There are mixed emotions over one man declaring May 21 Doomsday, saying the world will come to an end.
Good Christians will be saved, and others won't make it.
"It kinda puts you on edge," said Jodi Squibb of Mishawaka. "I try not to think about stuff like that."
But it's difficult to avoid. From websites to billboards, the Rapture is all the buzz.
"It could happen any time, I guess, but who's to say it's going to happen in two days?" Harold said.
One man thinks he's figured it out. Harold Camping, 89, a California-based Christian author and radio broadcaster, said his 50-year study of the Bible shows Saturday is Judgment Day.
"There's going to be a huge earthquake that will make the earthquake in Japan look like a Sunday school picnic," said Camping.
But other Christians aren't falling for his interpretation.

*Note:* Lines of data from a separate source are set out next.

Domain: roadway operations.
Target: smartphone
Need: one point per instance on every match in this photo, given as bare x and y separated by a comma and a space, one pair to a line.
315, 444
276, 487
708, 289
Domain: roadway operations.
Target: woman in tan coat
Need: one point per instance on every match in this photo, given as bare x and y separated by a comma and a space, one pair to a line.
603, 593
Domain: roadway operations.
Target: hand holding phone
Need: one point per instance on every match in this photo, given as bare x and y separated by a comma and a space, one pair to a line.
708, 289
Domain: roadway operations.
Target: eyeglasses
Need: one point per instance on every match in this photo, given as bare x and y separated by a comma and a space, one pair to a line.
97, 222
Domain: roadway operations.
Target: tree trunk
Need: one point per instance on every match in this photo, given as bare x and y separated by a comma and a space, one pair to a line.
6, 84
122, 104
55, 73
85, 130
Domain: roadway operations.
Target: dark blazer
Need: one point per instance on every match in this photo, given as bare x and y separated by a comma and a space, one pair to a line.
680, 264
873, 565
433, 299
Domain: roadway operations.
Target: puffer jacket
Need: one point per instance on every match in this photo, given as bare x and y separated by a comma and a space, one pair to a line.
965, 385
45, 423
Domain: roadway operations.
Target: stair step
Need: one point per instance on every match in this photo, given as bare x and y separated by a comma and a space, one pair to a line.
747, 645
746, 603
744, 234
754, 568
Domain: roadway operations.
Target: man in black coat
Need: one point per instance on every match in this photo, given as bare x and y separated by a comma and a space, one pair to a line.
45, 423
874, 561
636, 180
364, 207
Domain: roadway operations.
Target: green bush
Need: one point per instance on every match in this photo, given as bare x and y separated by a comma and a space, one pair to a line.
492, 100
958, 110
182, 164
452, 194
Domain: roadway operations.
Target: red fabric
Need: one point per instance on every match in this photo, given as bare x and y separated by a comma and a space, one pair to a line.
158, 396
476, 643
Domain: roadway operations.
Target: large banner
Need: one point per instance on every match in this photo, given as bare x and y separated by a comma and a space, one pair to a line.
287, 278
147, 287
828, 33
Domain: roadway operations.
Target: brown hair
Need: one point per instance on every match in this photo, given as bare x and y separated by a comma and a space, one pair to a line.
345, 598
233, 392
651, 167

Matthew Cowden, a pastor at St. Michael and All Angels Episcopal Church in South Bend, said it's not smart to put faith in one man's analysis.

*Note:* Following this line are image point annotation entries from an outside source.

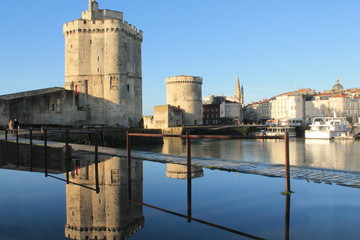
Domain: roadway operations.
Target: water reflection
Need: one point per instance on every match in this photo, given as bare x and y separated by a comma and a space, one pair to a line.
340, 155
175, 146
107, 215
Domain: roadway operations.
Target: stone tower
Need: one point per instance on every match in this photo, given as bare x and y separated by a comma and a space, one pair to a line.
239, 92
185, 92
103, 67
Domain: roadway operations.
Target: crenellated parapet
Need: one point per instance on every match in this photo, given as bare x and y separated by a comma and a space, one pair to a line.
183, 79
82, 26
104, 232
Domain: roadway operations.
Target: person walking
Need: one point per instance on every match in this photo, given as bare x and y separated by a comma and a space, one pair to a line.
10, 125
16, 125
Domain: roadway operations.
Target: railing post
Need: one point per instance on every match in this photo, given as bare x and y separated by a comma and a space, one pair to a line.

"Live today as Christ would want you to live," Cowden said. "That's what the real command of the gospel is, not to spend your days in fear trying to plan how you're going spend to your last few days."
Some said it doesn't matter what religion you practice. If the end is really near, they plan to make the most of their next few days.
"Drive across the country," Mars said.
"Spend all of my money," Harold said.
"I don't know, party," said Jeff Brock of South Bend.
Party? Some will.
One Facebook group is poking fun at the movement, saying when everyone else is gone, they'll still be here, soaking in the fun.
"It sounds like a great way to get a lot of hits on Facebook," Cowden said.
Cowden said there are no hidden secrets in the Bible; he said believe in the verbatim.
Specifically, Mark 13: 32: "Jesus said, but about that day or hour, no one knows, neither the angels in heaven or the Son, but only the Father."
Cowden said there's a benefit of all these rumors.
He hopes people go back to church to figure out what they believe in.
If Harold Camping's theory is a bust, well, there's more apocalyptic news.
The Mayan calendar says the world is coming to an end at the end of 2012.